Тайна трех - страница 41



Выдвинув пару ящиков, я наткнулась на боди, чулки и пояса, к которым даже в магазине стеснялась прикоснуться.

Для гимнастки я была недостаточно женственной, в хоккее – чересчур. С тех пор я балансировала где-то между – в драных джинсах, но с распущенными волосами. В стоптанных кедах, но в коротком топике без рубашки.

Внимание парней перестало меня бесить, но найти до восемнадцати хоть кого-то, с кем бы не противно было целоваться (уже молчу про большее), до сих пор не получилось. Может, нужно пореже включать передачу «отвали» и катить какое-то время на нейтралке, чтобы парни успевали прокатиться рядом со мной.

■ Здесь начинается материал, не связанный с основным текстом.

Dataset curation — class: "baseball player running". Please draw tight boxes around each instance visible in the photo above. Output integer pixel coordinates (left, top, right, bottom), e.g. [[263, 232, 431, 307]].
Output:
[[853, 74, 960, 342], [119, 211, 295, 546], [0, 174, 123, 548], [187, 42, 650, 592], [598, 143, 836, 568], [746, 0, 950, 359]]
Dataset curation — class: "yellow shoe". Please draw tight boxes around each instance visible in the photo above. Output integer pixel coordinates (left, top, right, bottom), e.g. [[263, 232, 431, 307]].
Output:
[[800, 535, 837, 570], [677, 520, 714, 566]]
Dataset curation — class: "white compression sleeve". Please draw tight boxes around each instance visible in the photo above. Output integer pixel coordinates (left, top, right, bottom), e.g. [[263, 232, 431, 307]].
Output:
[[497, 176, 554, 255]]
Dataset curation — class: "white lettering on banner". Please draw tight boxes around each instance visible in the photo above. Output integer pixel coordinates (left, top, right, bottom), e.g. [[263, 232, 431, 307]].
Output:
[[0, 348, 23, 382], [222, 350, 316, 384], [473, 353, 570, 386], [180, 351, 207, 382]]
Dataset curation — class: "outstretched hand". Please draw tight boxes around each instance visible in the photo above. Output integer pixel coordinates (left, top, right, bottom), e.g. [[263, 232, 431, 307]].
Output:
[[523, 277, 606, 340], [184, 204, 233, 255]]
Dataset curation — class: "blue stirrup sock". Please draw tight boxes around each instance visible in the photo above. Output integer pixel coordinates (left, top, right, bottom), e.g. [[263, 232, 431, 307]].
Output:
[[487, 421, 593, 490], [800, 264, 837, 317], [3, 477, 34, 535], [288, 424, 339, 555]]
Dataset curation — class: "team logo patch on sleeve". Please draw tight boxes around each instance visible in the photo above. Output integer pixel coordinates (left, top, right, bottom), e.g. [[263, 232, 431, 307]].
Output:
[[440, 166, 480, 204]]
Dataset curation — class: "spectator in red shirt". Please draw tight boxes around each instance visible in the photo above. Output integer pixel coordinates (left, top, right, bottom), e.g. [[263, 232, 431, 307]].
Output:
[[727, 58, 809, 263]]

Понимая, что из-за приступа Максима ни на какой ужин мы не поедем, я выудила темно-синее платье.

Оно было размера оверсайз. Сшито из фатина с яркой вышивкой алых маков на юбке. В письменном столе я нашла ножницы и в лучших традициях своей матери искромсала подол, полностью его уничтожив. Оставшуюся широкую сетку надела поверх своего топа и укороченных обтягивающих джинсов с рваными коленками. На ногах стоптанные кеды, и, так уж и быть, не стану завершать образ кепкой козырьком назад. Оставлю волосы распущенными, когда меня снова позовут на ужин.

Белые паруса штор врывались в окно, наполняя комнату кислородом. Пахло лесом. Желтые пылинки хвойной пыльцы кружились в солнечных лучах – я видела лишь угодившие в солнечный поток, но сколько тысяч остальных осталось рядом неподсвеченными – я не замечала. Они просто были. Рядом. Вокруг. На мне и внутри меня.

Что, если Костя видит Аллу так же – подсвеченной солнцем, лишь небольшую ее часть, которую он любит? Но сколько всего остается рядом во мраке и тени. Нужно ли пробовать рассмотреть оборотную сторону? Или в любви неважно, что ты видишь, главное то, что чувствуешь?

Завалившись на кровать, я принялась крутить в голове пазлы Аллы и Кости, состыковывая их вместе. У меня разок получилось, когда я трижды ударила по «счастливой парочке» воображаемым молотком, подправляя края мозаики.

Макс не клеился к Яне, Алла совпадала с Костей, если постучать по ним кувалдой, а что насчет меня?

Если уж я пытаюсь сложить всех вокруг, почему не провести эксперимент на себе?

Вообразив пазлами себя и Макса, я закрыла глаза, перебарывая дремоту. Овальные грани наших тел, сотканных из мозаики, кружились в золотой пыльце и неслись навстречу друг другу. Я улыбнулась и вытянула руки. Золотое свечение окутало, запеленало, обернуло в негу и тепло. Мы вот-вот должны были соединиться рисунками границ наших фигур (в смысле тел), если бы не стук, при каждом ударе которого мы с Максом отдалялись.

Тук. И фигура Максима столь далеко на горизонте, что не разглядеть лица.

Тук-тук. И он превращается в ворона, парящего над пшеничным полем, усыпанным снегом.

Тук-тук-тук. И я вижу… Что?! Пусть мой полусон не исчезает! Что там? Что?!

– Кира? – снова стук. – Ты спишь?

Я чиркнула руками по пустоте видения и распахнула глаза, слыша, как храпанула в голос. Захлопнув рот, сонно прохрипела:

– Кто там?..

– Максимилиан, – заглянула в щель голова Макса. – Можно?

Я поднялась на локтях, перекатываясь на бок:

– Уже завтра?

– Пока сегодня.

– Сколько времени? Зачем ты встал? Тебе отдыхать нужно.

– Отдохну на том свете. Я в порядке. Ты спала четыре часа, и я тоже… восстановился.

Максим вошел в комнату и сел на край кровати у меня в ногах. Он выглядел… бодрым и румяным. Совсем не как человек, которого несколько часов назад выворачивало в ведро десяток раз, которому светили в зрачки фонариком и вызывали «Скорую».